If you want all devices to be on the same subnet then bridging is the way to go.
My educated guess about how the Zyxel device does balancing across two WAN ports is that it is done in a way that relies on NAT. Once you do bridging there will no longer be any routing or NAT happening on the Zyxel device, thus you will need to find a different way to balance traffic across two interfaces.
Bundling
What you need instead is to configure the two interfaces as a bundle. And you need to configure them as such on both devices. I don't know the devices you are using so I cannot guarantee that they will support configuring two interfaces as a bundle.

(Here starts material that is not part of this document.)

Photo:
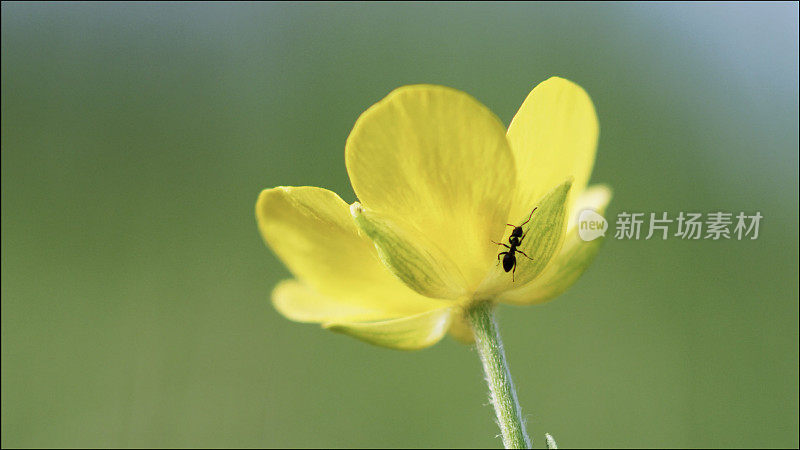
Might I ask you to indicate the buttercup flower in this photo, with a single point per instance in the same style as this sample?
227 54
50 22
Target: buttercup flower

Notice that in bridging mode there is not supposed to be any real difference between WAN and LAN ports anymore. So if it turns out the Zyxel only supports bundling on LAN ports you can bundle two LAN ports between the devices.
DHCP
It is quite common for a DHCP server to announce itself as gateway, but it is not a requirement. So though you could in principle have the Zyxel act as DHCP server and announce the TP-Link as gateway I wouldn't recommend it unless you have a good reason.

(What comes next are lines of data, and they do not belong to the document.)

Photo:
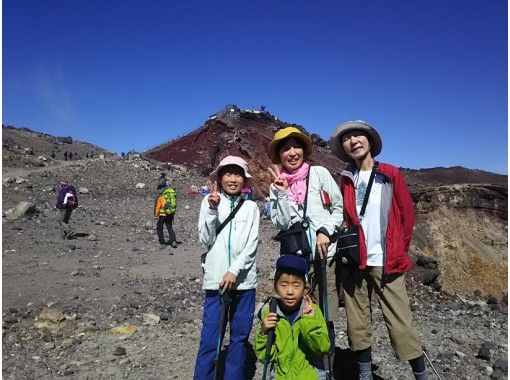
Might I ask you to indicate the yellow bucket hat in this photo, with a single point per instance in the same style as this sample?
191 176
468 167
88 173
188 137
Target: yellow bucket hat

If the DHCP server in the TP-Link has bugs or lacks features, then you can give the DHCP server in the Zyxel a try. But I would recommend that you first try using the router acting as gateway to also act as DHCP server.

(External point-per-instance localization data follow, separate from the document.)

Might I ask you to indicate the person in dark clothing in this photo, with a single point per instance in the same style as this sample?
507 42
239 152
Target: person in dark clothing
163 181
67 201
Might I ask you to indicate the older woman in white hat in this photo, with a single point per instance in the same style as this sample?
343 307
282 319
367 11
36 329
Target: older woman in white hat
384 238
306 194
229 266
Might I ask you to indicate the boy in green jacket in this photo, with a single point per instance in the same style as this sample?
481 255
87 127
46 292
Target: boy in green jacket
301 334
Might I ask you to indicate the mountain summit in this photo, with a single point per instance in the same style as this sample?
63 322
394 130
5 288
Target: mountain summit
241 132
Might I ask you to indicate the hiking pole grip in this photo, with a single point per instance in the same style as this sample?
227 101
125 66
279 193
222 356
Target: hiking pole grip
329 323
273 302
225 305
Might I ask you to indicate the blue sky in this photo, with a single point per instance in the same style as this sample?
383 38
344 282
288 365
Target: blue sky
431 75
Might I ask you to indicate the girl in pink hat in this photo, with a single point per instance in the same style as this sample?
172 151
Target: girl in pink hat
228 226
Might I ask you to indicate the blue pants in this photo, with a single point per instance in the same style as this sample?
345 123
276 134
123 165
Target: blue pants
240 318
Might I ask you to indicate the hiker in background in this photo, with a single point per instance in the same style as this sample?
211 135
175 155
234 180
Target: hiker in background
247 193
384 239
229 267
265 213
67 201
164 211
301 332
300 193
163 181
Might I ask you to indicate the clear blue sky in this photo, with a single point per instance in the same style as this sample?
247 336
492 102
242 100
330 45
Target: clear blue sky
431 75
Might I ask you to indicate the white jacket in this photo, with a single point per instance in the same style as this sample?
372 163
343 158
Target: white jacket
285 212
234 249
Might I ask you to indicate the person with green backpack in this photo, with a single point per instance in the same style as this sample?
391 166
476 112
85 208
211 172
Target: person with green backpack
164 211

Notice that if you need many devices it is worthwhile considering a shorter prefix than a /24
. Also notice that running two DHCP servers on a segment can work if done correctly. If both advertise same prefix length, same gateway, and use different non-overlapping ranges of dynamic addresses it should just work. If you want any devices with static addresses you would have to configure those on both DHCP servers. Having only a single DHCP server is easier to configure correctly, so that's the setup I would recommend unless you specifically need the redundancy provided by having two DHCP servers.